With evidence of AIDS, mpox, COVID-19and Ebola, the authors described how community-led organizations bring trust, communication channels, and outreach to marginalized groups that complement governmental roles and enhance justice.

unleash progress

The UNAIDS Governing Board also held dialogues between Member States and non-governmental participants on developing laws and policies to facilitate community-led interventions – including better systems for funding community-led organizations and integrating community-generated data into response management.

“The newly agreed framework for defining and measuring community-led action makes us better equipped to address the inequalities that are hampering progress towards ending AIDS,” stressed Mr Kavanagh.

Delegates saw firsthand how population-led health services have reached people at risk of HIV and achieved one of the most equitable HIV responses in the region.

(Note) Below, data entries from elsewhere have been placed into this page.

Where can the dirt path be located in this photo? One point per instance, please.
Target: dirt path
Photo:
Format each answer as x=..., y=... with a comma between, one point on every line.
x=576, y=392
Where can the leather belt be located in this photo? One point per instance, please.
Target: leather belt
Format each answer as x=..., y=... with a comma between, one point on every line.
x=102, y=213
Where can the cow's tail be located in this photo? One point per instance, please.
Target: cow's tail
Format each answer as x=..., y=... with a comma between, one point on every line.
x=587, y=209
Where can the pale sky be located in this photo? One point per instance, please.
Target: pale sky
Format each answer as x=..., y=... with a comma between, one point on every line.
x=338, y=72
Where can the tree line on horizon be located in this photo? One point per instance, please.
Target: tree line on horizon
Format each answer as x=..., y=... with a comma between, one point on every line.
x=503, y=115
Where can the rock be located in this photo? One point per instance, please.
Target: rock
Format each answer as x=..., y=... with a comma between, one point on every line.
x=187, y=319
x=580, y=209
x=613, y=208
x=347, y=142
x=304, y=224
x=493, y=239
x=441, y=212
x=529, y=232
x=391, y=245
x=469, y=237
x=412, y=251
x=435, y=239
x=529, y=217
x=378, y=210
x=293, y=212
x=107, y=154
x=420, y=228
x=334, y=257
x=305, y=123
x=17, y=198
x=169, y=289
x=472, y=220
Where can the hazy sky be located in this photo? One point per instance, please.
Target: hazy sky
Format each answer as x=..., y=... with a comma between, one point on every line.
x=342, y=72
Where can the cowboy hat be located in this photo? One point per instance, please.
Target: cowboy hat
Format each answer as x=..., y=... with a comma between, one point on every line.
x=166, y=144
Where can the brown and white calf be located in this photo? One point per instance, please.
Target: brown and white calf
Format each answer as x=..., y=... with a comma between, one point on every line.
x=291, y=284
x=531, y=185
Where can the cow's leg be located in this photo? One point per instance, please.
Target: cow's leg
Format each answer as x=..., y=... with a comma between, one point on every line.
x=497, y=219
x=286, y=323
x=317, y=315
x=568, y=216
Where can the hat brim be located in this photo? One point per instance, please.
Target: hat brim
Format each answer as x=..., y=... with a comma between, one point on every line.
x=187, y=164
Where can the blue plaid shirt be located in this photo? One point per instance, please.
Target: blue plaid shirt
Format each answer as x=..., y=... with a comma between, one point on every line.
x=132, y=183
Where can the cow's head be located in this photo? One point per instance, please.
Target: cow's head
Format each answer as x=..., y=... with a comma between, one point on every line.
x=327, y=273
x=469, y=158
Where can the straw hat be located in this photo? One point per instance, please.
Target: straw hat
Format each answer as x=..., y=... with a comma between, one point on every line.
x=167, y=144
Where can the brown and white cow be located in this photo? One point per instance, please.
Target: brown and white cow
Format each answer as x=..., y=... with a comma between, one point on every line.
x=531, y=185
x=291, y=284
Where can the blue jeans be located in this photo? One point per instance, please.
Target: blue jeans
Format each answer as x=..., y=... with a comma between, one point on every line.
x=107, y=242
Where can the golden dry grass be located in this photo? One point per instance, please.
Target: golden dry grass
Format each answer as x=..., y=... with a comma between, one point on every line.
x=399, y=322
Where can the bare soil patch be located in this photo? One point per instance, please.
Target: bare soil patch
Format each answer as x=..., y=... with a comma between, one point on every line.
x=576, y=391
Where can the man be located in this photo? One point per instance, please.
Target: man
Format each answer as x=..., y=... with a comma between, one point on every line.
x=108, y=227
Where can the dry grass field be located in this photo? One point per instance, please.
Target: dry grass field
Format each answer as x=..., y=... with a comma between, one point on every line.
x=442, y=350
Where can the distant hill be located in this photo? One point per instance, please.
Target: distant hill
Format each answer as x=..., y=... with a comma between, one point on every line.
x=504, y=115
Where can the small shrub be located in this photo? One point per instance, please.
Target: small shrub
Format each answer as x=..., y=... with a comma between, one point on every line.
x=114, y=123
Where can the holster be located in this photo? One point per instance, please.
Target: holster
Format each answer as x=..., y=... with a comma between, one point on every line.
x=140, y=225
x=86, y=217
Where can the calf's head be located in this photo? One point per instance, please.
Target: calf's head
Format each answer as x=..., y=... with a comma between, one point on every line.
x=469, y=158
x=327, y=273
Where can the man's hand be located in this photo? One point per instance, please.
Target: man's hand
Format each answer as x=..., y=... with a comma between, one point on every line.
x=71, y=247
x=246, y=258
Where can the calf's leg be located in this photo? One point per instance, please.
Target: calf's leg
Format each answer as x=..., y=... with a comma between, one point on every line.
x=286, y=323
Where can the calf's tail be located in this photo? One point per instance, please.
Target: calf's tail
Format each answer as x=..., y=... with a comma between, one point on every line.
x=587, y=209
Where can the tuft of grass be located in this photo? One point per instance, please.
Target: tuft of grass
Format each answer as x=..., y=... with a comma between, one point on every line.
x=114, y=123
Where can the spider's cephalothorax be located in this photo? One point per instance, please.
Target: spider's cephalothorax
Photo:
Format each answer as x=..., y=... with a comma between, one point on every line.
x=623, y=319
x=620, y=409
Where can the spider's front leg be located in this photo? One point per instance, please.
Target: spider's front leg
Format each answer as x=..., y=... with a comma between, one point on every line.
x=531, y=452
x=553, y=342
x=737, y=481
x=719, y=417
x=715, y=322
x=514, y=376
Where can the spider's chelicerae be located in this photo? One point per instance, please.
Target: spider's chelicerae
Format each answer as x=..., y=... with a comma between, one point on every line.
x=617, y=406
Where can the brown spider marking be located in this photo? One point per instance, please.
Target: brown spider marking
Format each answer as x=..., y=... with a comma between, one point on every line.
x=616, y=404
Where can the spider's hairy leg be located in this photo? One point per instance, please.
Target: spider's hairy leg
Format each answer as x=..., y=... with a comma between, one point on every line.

For example, in the middle of the war in Ukraine, a network of people living with HIV called100 percent lifehas used peer links to communicate with the displaced and deliver medicine, food and emergency relief.

© UNICEF/Albert Gonzalez Farran

A woman is tested for HIV at a hospital in Wau, South Sudan.

Integrate answers

To end the AIDS pandemic, community responses must be integrated into all levels of country strategies, from planning, budgeting and implementation to monitoring and evaluation.

“While what is most commonly thought of as infrastructure – like laboratories and hospitals – is important, an effective response to a pandemic also requires community infrastructure, people to do outreach, trusted voices who can speak to marginalized communities, independent accountability and participation in decision making,” said Mr Kavanagh.

“International pandemic agreements and funding should include specific targets for community-led capacities.”